An international team1 led by Alexandre Santerne from Instituto de Astrofísica e Ciências do Espaço (IA), made a 5-year radial velocity campaign of Kepler’s giant exoplanet candidates, using the SOPHIE spectrograph (Observatory of Haute-Provence, France), and found that 52,3% were actually eclipsing binaries, while 2,3% were brown dwarfs. Santerne (IA & University of Porto), first author of this paper commented: “It was thought that the reliability of the Kepler exoplanets detection was very good – between 10 and 20% of them were not planets. Our extensive spectroscopic survey, of the largest exoplanets discovered by Kepler, shows that this percentage is much higher, even above 50%.

The news article above is unclear about the number of candidates total this study actually looked at and pinned down. It appears they began looking at the full database of almost 9,000 candidates, but then narrowed it to 125. Were 50% of the 9,000 false positives, or of the 125? The article is unclear.

At first glance, this study appears to tell us that there might be fewer giant Jupiter-sized exoplanets out there than previously thought. Then again, the data is uncertain enough that this conclusion could easily be wrong. The real take-away is that the science of exoplanets has only just begun, and that sweeping generalizations about the nature of solar systems in the galaxy are exceedingly unreliable. We simply don’t know enough yet.


  • MikeP

    Just think of the brown dwarfs and smaller stars in the binary systems as luminous planets and the uncertainty goes away.

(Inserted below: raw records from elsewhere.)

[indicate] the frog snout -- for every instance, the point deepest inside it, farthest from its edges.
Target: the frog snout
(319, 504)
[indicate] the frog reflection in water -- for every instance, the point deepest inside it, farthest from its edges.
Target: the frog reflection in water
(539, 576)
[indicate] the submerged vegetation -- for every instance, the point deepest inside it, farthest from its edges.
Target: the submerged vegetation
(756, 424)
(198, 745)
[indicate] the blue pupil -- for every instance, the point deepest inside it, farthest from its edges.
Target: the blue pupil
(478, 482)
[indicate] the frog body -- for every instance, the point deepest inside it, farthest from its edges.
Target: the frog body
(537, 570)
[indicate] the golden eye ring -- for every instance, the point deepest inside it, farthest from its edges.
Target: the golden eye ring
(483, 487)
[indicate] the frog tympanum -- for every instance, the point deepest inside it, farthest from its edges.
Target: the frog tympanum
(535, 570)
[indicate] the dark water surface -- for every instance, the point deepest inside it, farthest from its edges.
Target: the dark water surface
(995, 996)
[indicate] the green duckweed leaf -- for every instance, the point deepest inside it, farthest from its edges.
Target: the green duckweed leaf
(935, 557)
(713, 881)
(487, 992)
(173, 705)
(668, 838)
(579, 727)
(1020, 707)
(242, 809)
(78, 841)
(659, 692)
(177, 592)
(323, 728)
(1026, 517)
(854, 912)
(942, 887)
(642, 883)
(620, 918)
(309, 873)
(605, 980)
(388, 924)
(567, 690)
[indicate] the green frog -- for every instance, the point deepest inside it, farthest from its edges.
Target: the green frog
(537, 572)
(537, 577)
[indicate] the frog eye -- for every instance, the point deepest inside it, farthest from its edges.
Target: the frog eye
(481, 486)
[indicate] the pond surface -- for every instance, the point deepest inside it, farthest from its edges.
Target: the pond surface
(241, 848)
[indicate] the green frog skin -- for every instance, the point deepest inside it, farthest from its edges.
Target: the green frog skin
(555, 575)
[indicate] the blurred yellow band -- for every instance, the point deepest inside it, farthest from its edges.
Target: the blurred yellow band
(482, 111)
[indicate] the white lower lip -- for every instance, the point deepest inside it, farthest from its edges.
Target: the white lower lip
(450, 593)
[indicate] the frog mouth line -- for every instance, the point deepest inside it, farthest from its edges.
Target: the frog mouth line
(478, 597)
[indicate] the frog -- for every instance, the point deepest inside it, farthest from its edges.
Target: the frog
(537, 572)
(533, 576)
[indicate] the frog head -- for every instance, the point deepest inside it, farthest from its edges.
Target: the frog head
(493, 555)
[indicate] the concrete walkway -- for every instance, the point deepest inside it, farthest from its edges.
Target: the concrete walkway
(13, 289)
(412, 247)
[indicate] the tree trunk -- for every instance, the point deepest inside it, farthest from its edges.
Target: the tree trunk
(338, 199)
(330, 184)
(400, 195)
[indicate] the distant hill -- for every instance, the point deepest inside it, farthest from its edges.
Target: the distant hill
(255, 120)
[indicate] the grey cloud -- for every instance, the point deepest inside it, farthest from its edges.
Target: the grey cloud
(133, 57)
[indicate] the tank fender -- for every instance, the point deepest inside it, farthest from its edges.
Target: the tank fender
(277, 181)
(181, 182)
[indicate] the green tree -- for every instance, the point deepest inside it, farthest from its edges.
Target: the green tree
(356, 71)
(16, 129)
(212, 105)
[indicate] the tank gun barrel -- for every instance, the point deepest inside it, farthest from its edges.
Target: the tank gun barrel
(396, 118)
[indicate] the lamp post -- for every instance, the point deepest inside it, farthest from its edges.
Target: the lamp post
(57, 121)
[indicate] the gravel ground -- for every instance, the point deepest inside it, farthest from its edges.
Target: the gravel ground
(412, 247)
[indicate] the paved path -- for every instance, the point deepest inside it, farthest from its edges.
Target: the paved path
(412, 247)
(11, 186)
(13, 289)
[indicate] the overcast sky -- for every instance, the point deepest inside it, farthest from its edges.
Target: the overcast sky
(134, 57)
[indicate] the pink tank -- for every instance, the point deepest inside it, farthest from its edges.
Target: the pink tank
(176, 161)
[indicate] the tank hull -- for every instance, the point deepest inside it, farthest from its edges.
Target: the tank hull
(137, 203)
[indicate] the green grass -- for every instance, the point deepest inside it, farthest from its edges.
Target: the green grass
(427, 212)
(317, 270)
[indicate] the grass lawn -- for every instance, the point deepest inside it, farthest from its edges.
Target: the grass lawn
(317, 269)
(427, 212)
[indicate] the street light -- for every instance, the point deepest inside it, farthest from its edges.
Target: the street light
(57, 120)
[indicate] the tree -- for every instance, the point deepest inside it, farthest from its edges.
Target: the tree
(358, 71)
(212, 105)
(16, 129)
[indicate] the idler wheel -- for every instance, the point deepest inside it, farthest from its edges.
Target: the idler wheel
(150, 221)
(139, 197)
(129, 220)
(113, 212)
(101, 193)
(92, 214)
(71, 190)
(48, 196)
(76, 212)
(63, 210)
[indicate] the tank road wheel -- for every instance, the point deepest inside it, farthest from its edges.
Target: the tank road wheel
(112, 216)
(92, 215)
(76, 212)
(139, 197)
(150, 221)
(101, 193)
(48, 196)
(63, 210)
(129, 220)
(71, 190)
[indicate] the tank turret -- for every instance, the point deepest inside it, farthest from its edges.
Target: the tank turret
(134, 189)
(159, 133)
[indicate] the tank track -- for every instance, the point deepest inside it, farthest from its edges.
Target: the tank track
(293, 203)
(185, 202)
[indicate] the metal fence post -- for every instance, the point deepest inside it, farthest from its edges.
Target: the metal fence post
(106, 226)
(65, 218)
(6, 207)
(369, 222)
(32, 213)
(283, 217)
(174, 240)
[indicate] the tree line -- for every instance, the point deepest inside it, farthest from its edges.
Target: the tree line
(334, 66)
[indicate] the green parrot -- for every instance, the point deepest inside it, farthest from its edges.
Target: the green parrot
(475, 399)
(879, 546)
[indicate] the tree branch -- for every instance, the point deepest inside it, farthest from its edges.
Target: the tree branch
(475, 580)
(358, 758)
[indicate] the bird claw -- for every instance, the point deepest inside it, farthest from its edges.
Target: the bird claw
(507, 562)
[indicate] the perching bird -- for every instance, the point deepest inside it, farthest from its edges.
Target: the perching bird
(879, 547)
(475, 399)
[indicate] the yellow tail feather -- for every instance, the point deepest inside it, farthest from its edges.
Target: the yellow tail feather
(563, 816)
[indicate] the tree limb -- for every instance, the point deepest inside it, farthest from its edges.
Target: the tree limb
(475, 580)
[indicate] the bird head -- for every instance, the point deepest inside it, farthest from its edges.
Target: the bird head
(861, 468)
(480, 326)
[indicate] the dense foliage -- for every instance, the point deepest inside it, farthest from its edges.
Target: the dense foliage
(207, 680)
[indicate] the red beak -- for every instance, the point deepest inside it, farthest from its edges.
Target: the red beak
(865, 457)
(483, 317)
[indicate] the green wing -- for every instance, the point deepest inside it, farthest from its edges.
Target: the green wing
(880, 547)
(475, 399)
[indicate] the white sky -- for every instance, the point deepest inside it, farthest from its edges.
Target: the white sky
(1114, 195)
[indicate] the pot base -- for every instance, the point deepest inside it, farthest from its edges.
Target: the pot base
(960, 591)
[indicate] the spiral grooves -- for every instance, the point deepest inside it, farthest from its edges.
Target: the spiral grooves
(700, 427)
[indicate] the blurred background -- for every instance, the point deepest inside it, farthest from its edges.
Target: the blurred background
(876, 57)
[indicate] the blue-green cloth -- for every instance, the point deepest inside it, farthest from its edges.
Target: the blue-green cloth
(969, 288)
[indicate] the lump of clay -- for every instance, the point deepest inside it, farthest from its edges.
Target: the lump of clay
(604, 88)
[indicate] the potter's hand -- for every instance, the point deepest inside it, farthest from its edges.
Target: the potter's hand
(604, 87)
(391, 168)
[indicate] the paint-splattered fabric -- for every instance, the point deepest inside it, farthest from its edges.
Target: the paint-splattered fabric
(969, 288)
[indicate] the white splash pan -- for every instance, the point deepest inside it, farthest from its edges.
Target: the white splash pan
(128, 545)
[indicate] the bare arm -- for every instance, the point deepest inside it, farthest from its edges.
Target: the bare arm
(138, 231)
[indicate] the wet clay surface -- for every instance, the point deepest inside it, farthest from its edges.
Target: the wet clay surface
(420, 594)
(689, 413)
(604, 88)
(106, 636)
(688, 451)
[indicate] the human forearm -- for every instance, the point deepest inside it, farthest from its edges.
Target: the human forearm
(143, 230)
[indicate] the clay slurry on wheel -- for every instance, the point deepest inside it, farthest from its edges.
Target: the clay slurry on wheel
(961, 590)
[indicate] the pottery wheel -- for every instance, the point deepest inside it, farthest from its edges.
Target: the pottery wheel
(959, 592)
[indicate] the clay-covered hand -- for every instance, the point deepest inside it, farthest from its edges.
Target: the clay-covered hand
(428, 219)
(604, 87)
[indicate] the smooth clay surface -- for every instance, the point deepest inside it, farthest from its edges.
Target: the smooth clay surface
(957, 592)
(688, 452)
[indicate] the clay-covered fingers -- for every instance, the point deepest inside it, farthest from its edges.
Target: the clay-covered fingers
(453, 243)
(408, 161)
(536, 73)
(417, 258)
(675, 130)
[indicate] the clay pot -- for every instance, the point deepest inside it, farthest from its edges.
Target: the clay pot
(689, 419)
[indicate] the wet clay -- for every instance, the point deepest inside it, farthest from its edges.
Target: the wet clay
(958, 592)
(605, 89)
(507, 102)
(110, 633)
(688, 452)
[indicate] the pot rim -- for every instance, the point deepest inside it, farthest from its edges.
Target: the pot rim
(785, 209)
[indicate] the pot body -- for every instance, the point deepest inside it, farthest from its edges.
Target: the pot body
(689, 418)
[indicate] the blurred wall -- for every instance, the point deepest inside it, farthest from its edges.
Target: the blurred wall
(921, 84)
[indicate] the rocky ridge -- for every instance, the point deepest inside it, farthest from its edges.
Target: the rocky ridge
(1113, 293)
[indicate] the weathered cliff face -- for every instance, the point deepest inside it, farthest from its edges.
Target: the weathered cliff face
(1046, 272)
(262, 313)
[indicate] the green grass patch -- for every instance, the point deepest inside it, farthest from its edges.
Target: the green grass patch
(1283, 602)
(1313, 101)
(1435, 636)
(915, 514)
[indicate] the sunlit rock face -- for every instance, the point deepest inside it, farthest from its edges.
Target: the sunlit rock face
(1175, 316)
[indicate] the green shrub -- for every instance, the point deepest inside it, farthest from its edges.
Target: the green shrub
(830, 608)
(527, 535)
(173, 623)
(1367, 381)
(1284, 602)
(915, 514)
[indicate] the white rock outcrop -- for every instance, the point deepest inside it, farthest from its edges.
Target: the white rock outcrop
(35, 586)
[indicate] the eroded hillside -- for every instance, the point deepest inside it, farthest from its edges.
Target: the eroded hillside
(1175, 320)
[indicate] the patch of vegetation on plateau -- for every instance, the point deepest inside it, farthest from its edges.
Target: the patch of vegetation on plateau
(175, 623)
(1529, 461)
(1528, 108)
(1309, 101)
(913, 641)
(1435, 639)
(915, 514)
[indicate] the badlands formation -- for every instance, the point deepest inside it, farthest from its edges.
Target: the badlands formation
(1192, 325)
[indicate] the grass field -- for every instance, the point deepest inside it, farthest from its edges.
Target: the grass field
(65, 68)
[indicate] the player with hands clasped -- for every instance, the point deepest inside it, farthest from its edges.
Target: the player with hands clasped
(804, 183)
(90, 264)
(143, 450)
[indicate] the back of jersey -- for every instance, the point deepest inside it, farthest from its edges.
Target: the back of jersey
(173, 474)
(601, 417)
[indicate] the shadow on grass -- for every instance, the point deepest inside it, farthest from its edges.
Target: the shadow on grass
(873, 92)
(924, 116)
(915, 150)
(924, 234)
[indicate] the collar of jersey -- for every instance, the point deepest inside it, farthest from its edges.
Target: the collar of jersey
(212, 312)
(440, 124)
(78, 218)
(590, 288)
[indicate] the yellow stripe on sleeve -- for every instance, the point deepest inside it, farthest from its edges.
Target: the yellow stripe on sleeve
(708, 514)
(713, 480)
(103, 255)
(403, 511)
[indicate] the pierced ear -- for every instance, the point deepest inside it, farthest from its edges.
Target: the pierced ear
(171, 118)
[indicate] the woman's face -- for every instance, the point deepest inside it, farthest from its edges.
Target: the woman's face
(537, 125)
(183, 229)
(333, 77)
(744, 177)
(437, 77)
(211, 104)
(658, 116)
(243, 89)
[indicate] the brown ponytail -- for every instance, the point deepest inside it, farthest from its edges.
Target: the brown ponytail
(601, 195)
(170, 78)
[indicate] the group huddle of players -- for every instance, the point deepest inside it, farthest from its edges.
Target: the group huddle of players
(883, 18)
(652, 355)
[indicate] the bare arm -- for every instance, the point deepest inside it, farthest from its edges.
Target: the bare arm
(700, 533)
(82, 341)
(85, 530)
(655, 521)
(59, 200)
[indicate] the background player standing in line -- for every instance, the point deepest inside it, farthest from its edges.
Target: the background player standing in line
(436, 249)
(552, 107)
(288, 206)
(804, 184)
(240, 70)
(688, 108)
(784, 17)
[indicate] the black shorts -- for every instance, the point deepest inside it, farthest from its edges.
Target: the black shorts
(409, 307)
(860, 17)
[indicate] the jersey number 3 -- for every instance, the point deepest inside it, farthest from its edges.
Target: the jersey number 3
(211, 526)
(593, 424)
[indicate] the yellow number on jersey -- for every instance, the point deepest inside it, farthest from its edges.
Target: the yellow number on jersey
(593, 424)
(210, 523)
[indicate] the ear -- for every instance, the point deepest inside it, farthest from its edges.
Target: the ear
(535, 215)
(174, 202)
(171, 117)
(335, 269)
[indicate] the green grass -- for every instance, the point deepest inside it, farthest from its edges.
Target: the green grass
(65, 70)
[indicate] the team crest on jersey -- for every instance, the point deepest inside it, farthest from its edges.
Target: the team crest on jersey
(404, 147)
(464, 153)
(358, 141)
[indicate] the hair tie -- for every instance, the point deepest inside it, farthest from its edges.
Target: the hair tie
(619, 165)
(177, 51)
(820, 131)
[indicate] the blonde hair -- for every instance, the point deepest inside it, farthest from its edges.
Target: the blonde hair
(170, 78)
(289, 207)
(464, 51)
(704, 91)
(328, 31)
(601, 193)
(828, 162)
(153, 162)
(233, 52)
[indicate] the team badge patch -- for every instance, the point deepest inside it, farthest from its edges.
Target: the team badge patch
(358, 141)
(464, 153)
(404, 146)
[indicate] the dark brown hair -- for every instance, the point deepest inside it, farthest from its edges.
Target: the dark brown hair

  • Really? Your research capabilities amaze me. I suppose we can now abandon any further research effort, because you have explained everything astronomers are so unsure of, and thus have no need to waste our time trying to figure things out. MikeP knows, and can explain all!

  • MikeP

    Robert, I am not saying anything that they aren’t saying. They state that it is binary systems and binary systems including brown dwarfs that are causing “false positives” for planets. The “planets” in that half of the sample are thus orbiting stars. You could view such orbiting stars, in a sense, as luminous planets.

  • PeterF

    Perhaps it would be more useful to describe Kepler as successful in detecting eclipsing events but that those events were not necessarily planetary in origin. This is the reason that astronomers need to verify the cause of the eclipsing event. Only after verification by an alternate sensor can “dual phenomenology” be cited as reasonable certainty that an exoplanetary system has been identified.
    Also remember that Kepler is useful only in detecting systems whose orbital plane aligns with our system. Frankly, I am surprised that they have found as many candidates as they have. (If you lived on Pluto, how long would you have to observe the sun before you observed any planet other than Mercury eclipsing the sun?) multiply that by (a billion?, a trillion?) to calculate the length of time required to observe a neighboring star to get even a glimpse of a transit of a planet orbiting at one AU.